Basket[] HasManyApples()
{
    return Baskets.Where(basket => basket.Apples > 10);
}

Now, that would be easy. And fast. Let’s consider another scenario: we want to get the e-mail addresses of users, that have a specific string flags set, and get the number of users that don’t have the flag. As we’re statically typing everything, we’re going to have to define three things: an object type, a result type and a query function. It would look something along the lines of:

object User
{
    string Name;
    string Email;
    string[] Flags;
}

Collection<User> Users;

object NewsletterRecipients
{
    // The e-mail addresses of recipients
    string[] RecipientEmails;

    // The number of users that aren't recipients
    uint64 NonRecipients;
}

NewsletterRecipients GetNewsletterRecipients()
{
    return new NewsletterRecipients
    {
        RecipientEmails = Users.Where(user => user.Flags.Contains("newsletterRecipient"))
                               .Many(user => user.Email),
        NonRecipients = Users.Count(user => !user.Flags.Contains("newsletterRecipient"))
    };
}

Now, you’d also want some sort of map/reduce functionality for those really hard or difficult tasks, but it should by no means be the Swiss army knife it’s made out to be in databases like MongoDB. In terms of wire protocols, the result would logically be transferred using some sort of packaging along the lines of BSON or MsgPack, so that a driver doesn’t have to naively assume a certain object structure, but the overhead in this is minimal considering the fact, that we would be reducing the amount of data to be sent on the server side of things.

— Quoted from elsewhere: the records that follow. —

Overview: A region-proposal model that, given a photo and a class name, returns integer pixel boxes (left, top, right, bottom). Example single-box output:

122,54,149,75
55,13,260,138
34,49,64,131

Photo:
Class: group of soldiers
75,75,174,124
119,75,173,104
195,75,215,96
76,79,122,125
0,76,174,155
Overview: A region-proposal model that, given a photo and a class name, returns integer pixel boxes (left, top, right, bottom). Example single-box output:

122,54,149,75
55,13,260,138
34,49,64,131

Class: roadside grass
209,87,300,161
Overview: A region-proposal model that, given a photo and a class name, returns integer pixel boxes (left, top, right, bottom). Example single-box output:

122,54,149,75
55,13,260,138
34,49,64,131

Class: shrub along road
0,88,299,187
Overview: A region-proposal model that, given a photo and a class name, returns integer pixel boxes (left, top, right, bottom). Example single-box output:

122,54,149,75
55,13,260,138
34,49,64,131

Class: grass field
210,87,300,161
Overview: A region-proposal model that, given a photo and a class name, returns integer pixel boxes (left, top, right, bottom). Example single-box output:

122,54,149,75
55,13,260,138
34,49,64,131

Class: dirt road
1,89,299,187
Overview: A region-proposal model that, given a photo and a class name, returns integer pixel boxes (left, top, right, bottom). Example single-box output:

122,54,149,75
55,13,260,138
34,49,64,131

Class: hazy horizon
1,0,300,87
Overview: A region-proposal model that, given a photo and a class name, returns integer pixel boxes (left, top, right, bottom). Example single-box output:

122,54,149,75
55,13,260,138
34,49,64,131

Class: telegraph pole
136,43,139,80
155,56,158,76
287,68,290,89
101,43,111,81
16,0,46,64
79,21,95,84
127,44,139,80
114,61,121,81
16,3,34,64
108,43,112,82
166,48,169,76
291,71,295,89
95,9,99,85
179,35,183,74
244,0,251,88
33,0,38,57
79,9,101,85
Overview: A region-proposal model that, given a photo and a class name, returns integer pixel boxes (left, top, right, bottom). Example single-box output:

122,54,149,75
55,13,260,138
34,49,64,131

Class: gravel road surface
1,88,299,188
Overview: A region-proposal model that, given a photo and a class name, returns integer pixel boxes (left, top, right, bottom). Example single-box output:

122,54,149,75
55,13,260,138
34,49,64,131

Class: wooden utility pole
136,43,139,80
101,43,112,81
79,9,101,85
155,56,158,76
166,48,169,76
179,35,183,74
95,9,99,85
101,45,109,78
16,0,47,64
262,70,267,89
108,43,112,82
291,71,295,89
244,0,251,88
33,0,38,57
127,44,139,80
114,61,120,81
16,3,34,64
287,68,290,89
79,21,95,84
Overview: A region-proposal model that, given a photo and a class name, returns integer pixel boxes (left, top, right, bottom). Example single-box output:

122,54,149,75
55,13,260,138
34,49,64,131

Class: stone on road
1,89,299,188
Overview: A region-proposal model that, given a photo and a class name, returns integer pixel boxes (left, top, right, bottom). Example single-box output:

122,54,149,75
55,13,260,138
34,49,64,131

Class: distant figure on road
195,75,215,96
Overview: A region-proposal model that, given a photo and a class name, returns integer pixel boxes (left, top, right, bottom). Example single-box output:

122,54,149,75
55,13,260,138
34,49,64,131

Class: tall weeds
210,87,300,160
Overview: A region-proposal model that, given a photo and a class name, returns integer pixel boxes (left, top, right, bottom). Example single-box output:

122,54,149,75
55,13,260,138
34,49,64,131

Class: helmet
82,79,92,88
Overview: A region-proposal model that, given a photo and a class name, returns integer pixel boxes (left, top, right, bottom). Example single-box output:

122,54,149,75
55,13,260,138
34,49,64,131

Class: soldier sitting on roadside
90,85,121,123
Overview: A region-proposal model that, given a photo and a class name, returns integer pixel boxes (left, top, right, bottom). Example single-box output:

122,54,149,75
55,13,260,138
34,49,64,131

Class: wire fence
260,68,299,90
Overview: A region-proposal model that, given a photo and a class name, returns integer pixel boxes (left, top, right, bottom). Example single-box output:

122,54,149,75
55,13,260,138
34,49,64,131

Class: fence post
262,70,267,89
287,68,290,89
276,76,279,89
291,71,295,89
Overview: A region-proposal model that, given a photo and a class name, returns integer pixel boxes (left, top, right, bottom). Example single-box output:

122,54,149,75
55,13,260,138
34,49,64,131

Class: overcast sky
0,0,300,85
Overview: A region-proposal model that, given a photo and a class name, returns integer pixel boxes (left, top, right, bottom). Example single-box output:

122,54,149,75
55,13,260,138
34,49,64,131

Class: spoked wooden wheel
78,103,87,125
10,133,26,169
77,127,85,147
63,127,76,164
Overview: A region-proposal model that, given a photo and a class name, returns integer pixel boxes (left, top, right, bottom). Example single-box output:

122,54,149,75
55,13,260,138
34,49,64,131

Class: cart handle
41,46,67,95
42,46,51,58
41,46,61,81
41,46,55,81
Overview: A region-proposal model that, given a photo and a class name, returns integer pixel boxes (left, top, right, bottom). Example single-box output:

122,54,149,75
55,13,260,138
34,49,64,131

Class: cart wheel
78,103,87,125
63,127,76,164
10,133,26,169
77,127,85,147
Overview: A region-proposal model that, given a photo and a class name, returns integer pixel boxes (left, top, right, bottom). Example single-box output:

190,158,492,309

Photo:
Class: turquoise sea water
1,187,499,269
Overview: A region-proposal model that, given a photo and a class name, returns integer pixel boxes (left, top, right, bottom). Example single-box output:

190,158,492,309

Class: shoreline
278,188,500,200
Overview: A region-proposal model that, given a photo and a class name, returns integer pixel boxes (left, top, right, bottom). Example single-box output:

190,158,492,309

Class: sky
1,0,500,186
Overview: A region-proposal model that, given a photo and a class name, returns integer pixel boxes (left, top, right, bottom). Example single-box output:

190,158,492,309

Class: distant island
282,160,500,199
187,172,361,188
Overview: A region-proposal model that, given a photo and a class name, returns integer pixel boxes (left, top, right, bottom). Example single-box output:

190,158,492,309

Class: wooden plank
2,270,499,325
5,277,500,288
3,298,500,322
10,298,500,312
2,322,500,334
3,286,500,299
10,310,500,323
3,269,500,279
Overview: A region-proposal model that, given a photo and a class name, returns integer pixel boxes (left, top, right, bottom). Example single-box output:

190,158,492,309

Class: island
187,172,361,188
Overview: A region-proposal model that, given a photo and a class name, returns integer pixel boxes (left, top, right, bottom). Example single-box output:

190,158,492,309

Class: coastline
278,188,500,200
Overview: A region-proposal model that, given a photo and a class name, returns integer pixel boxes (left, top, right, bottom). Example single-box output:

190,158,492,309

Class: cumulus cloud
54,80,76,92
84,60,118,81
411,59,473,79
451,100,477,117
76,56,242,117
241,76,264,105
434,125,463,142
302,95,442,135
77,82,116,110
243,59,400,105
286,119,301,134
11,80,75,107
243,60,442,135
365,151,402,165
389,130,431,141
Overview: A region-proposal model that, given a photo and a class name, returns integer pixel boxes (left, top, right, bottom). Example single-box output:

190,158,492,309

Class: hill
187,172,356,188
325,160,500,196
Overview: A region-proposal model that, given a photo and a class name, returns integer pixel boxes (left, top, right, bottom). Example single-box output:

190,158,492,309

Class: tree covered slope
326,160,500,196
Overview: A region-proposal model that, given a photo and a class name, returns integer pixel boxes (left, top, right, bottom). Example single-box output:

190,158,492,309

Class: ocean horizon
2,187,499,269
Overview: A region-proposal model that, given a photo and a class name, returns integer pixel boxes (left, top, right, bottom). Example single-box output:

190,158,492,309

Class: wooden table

Now, this proposal isn’t perfect at all. There are things to be considered like compilation strategy, versioning and upgrading data sets, but I think it seems like a step in the right direction in terms of scalable performance. It’s probably not an endeavor I’m going to venture into any time soon, so for the time being, this is just a set of thoughts on an approach to evolving the NoSQL databases to the next step in a fashion that is far more compatible with the requirements set out by especially Web applications.